Ich will es beiläufig mit herwerfen, daß das größere Alter Carens und die gleiche Länge, so wie ihre Aufmerksamkeit auf manchen Herren-Besuch ihr es leicht machte, das Kind um einige Gassen weiter zu wissen; Mütter, die keine sind, büßen durch Töchter ein; der alte Wein im Fasse trübt sich, wenn der junge aufblüht. – Ihren Mann, der Cara sechs Tage lang entbehren konnte, weil er nur am siebenten kam, versöhnte sie am leichtesten mit der Auswanderung in ein geistliches frommes Haus; »du weißt,« sagte sie, »daß ich eben nicht die Frömmste bin; – und wer kann wissen, wie es mit Wolfgang geht?« – sie tat, als wenn sie eine Heirat meine; sie war eine Philosophin, Perefixe ein Kapitalist.
Lasset uns die Augen auf schönere Seelen richten und auf den überirdischen Tag, wo morgends die geliebte Tochter einzog, indes abends der treue Sohn fortwanderte. Zuweilen malt das Geschick die nackte Leinwand der Wirklichkeit so gut, als Dekorateur, daß diese in der Tat ins poetische Spiel des Herzens eingreift, und streicht die Hanf-Seile, an denen die Götter zu uns niedersinken, mit der Farbe der Unsichtbarkeit an.
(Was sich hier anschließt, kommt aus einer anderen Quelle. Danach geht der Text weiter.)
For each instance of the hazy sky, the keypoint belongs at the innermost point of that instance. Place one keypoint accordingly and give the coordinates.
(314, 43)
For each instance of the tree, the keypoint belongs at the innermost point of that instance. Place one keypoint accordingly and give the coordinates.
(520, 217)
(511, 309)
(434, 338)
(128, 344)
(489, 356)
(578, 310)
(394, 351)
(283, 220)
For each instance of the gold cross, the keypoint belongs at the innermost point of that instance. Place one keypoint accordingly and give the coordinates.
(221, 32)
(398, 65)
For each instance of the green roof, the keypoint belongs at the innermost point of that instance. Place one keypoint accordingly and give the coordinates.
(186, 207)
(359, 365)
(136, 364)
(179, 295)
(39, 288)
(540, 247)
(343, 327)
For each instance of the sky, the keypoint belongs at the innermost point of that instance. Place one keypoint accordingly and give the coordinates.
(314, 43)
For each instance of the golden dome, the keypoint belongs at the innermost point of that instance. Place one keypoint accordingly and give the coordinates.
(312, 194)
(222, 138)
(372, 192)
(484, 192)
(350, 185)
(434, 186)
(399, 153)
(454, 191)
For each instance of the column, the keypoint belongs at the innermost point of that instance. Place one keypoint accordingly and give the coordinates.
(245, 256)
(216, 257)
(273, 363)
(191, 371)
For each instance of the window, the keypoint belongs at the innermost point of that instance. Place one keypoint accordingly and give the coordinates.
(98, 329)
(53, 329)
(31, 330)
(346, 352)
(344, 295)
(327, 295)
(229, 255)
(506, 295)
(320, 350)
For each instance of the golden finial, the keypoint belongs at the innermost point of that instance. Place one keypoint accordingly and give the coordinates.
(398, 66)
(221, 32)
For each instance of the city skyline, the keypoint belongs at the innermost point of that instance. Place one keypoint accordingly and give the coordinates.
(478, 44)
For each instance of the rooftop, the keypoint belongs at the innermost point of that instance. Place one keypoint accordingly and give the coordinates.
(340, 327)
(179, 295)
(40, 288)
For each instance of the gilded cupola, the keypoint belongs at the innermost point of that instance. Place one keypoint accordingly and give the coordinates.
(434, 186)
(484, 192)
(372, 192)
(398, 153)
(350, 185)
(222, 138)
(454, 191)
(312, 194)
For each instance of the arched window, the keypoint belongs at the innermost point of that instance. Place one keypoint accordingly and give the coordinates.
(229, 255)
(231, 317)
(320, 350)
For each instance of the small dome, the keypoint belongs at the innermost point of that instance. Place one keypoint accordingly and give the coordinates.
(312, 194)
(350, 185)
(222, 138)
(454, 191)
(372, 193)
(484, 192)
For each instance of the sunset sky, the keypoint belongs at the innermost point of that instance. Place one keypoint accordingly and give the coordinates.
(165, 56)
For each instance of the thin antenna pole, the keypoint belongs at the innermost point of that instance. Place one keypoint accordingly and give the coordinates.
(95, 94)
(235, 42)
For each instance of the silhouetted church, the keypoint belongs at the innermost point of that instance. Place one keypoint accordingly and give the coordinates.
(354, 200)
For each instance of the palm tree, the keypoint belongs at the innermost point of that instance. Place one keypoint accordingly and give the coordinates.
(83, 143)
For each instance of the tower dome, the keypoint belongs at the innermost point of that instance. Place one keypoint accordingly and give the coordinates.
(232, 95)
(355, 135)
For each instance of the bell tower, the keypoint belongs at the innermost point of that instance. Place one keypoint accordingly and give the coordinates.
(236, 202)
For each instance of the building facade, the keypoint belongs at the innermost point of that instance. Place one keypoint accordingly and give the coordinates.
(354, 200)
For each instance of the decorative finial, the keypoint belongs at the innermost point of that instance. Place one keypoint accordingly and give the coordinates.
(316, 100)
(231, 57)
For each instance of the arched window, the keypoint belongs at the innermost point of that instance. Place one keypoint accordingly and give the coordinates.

Ein solcher dekorierter übermalter Tag war der, wo die zwanglose, zärtliche, biegsame Cara aus der schwülen kosmetischen Folterkammer in die luftige Laube dieses Hauses hüpfte und mit herzlichen Augen den Kreis liebender Seelen umlief, und wo Perefixe alle Herzen auf einmal erbte und Josephine sich ihres edeln Werkes erfreuete.
Was Wolfgangen anlangt, so trug er sich den ganzen Tag – um nicht unsoldatisch gerührt zu werden – gute Flötenstücke vor; und nur als er abends ausgeflötet hatte, fuhren acht Tropfen in seine blauen Augen. Cara rechnete sich sehr mit zur Familie und nahm daher, als er sich nachts auf die Post setzte, so gut ihren gerührten Anteil mit daran als jeder andere.